The number that makes Coffee Circle's model concrete: for every kilogram of coffee sold, €1 flows to Coffee Circle Foundation e.V., the company's nonprofit arm that funds community-led projects at origin. That structure, not a vague sustainability pledge, is a core reason the Specialty Coffee Association named the Berlin-based roaster its 2026 for-profit Sustainability Award winner on March 30.

The SCA simultaneously named Bean Voyage, a Costa Rica-based nonprofit co-founded in 2016 by SungHee Tark and Abhinav Khanal, as its non-profit category winner. Together, the two organizations illustrate what the SCA's restructured award program, now with separate for-profit and non-profit categories, is explicitly designed to surface: measurable, replicable models rather than aspirational commitments.

Coffee Circle, founded in 2010, pairs above-market pricing and long-term producer relationships with digital traceability that makes price flows visible across the supply chain. Over 15 years, that per-kilo mechanic has translated to more than €5 million invested in coffee-growing regions, funding clean water access, food security programs, reforestation, and climate resilience work. This is also the company's second SCA recognition: its Jimma Agro-Biodiversity Project in Ethiopia won in the "project" category in 2022, making the 2026 for-profit award a validation of the full business model rather than a single initiative.

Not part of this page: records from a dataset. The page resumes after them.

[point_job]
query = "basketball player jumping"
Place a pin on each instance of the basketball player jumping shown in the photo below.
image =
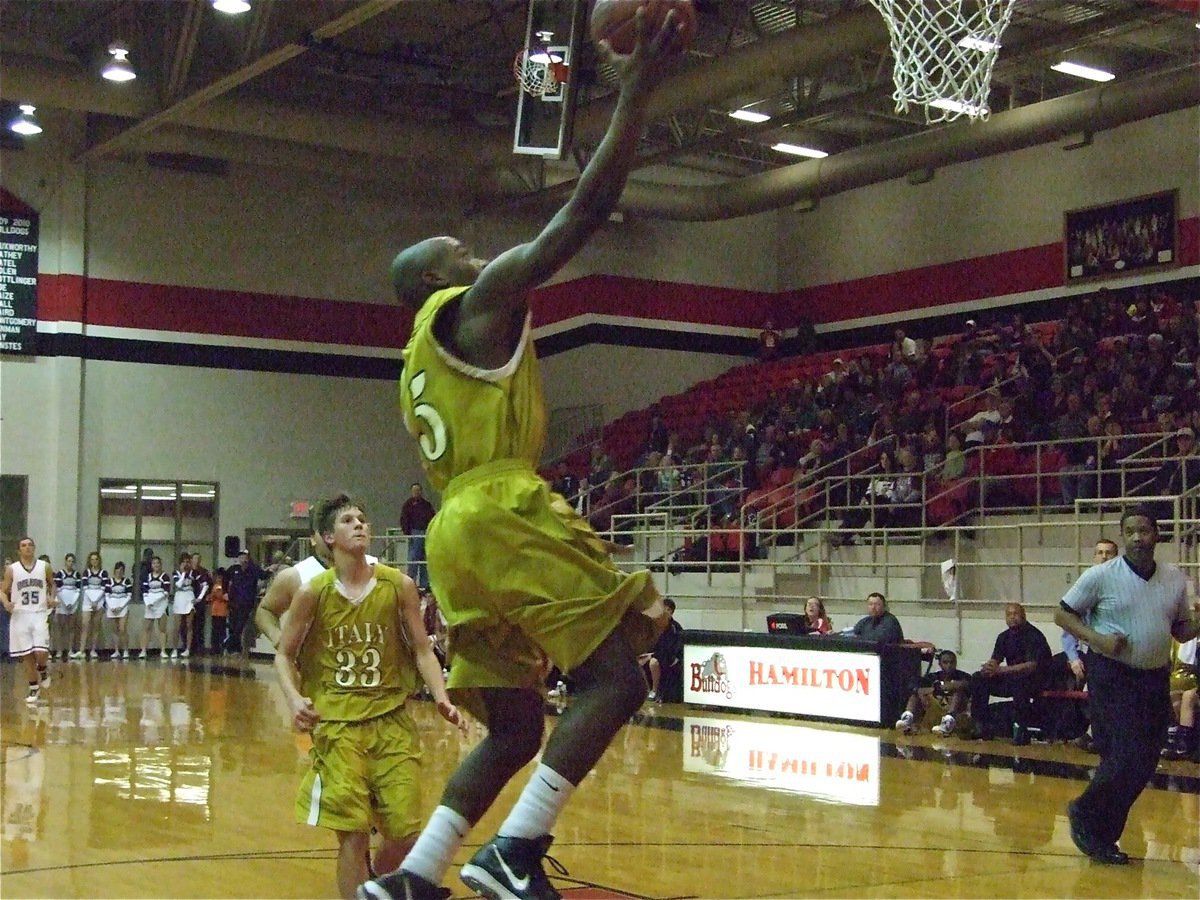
(28, 593)
(519, 574)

Bean Voyage targets a structural problem in supply chain equity. Women perform an estimated 50 to 70 percent of labor in coffee production but have historically been cut out of the income and market relationships that flow from it. Tark and Khanal built Bean Voyage to close that gap directly: the organization has connected more than 1,300 women smallholder producers to markets, generating more than $1.4 million in direct income alongside $800,000 in seed grants and support programs. "By connecting smallholder women coffee producers directly to markets, we help ensure that a group often excluded from these spaces is not only visible, but meaningfully included," Tark said.

AI-generated illustration
AI-generated illustration

For roasters and importers evaluating sourcing partners, Coffee Circle's per-kilo reinvestment rate and Bean Voyage's income generation figures are exactly the kind of documented proof points the SCA's evaluation criteria, which include measurable outcomes, governance, equity, and innovation, were built to validate. The final-stage jury was composed of previous SCA Sustainability Award winners, adding practitioner credibility to the selection process.

Winners will be formally recognized at World of Coffee San Diego, running April 10 through 12, where both organizations are expected to share learnings with the wider specialty community. When other brands claim comparable impact, the Coffee Circle and Bean Voyage playbooks now set the floor for what "measurable" actually has to mean: a per-unit reinvestment figure you can audit, and an income number tied to real producer relationships you can count.